Mats Hjelm (b.1959), is an artist, documentary filmmaker and creator of multimedia installations who currently lives and works in Stockholm, Sweden. His work investigates the boundaries between art and movements of social justice, video installation, and documentary practices, and personal and global political narratives. He has worked extensively in Europe, West Africa, and the United States, Brazil, India, Tunisia, and more.
In a number of large-scale video installations, such as Black Like Him (2008), Father’s Day at the Shrine of the Black Madonna (2006), and the Trilogy (White Flight /Man to Man/Kap Atlantis, 1997-2003), the history of the Civil Rights movement is in focus. Poetic images interwoven with documentary footage tell stories of oppression, pride, and the complexity of integration. Hjelm’s work also encompasses more down-to-earth video works such as After Hours (2010), where performers in business suits are engaged in a dance of power and submission with the office space as a backdrop. Hjelm’s latest installations Taste of Salt (2013) and Who the Fool (2015) include a poetic layering of political and existential narratives with his documentary work in West Africa and a reflection on Atlantic history and movements of social justice. In The Other Shore (2017) at the Museu de Arte Moderna (MAM) in Rio de Janeiro, the common element of water represented the Atlantic crossings in double-sided projections. In Simple Sabotage Field Guide (2022) is a filmic journey recounting the path towards Finis Terra in a large-scale 4-channel video installation with kaleidoscopic sequences of landscapes interrupted by fragments of a manual written by the CIA in the late 1940s, containing disruptive tactics for toppling down “enemies”. In It Will Be (2023), existential dimensions of destructive historical legacies are explored in reference to a dystopic vision of the future to the reading of the poem 22nd century by the artist Exuma, a Bahamian visionary, humanistic philosopher, and people’s poet, that reflects a conception of the future as a false liberation.
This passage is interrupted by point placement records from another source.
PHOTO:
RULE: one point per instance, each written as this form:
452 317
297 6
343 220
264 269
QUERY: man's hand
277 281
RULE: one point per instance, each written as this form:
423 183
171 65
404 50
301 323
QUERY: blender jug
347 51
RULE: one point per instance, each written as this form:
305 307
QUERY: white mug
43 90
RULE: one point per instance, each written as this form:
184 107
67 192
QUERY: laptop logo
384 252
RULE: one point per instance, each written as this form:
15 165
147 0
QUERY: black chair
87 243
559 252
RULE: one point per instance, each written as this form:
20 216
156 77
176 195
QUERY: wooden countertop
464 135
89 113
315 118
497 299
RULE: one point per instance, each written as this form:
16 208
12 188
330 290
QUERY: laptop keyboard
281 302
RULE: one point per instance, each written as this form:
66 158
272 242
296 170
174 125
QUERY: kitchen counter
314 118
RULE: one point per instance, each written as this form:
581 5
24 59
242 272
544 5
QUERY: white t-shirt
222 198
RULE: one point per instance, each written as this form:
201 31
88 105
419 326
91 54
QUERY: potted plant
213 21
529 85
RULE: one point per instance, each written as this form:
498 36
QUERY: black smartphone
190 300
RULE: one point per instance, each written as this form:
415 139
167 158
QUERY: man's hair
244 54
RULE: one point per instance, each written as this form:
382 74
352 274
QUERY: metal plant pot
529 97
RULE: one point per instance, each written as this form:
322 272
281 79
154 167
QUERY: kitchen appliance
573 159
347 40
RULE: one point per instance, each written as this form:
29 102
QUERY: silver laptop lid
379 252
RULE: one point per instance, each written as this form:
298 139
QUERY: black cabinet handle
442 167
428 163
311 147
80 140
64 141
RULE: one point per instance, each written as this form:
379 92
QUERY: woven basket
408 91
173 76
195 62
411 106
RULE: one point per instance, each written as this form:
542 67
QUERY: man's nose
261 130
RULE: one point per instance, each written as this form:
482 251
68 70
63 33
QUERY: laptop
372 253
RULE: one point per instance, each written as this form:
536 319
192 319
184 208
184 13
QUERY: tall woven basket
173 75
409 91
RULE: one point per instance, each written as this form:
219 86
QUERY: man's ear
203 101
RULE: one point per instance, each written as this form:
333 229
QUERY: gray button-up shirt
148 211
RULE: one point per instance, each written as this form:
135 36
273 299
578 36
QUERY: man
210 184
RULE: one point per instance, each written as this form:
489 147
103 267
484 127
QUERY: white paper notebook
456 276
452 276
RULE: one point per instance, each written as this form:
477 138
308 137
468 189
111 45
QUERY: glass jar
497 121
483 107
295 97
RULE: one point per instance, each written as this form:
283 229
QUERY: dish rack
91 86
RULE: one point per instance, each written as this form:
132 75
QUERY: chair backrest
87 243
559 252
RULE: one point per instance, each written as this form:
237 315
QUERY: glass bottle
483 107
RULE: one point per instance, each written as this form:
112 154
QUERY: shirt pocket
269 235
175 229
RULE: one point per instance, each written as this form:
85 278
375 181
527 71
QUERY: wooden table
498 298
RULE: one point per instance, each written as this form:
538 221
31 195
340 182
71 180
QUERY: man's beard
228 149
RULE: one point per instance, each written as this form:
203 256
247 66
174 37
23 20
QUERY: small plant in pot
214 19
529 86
Hjelm’s work has been shown in numerous solo- and group exhibitions, including Moderna Museet, Stockholm, Museum of African American History, Detroit, Biennale Africaine de la Photographie, Bamako, Dubai International Film Festival, Museum of Contemporary Art, Chicago, Walker Art Center, Minneapolis, and the Venice Biennale, Museu de Arte Moderna (MAM), among others.
Mats Hjelm holds an MFA in Sculpture from Konstfack University College of Art, Crafts, and Design in Stockholm, and he has also studied at the Cranbrook Academy of Art in the US under the guidance of Michael Hall. He has further education in philosophy from Stockholm University and in Design leadership from the University of Industrial Arts, Helsinki. Hjelm is represented in several private and public collections including Moderna Museet, Malmö Art Museum, Uppsala Art Museum, and The National Public Arts Council Sweden. He is currently represented by Cecilia Hillström Gallery in Stockholm, Sweden.
Hjelm’s extended art practice includes teaching in specialized courses within contemporary art. He is also an expert cinematographer, film colorist, programmer and video installation specialist, currently active as a consultant in these fields.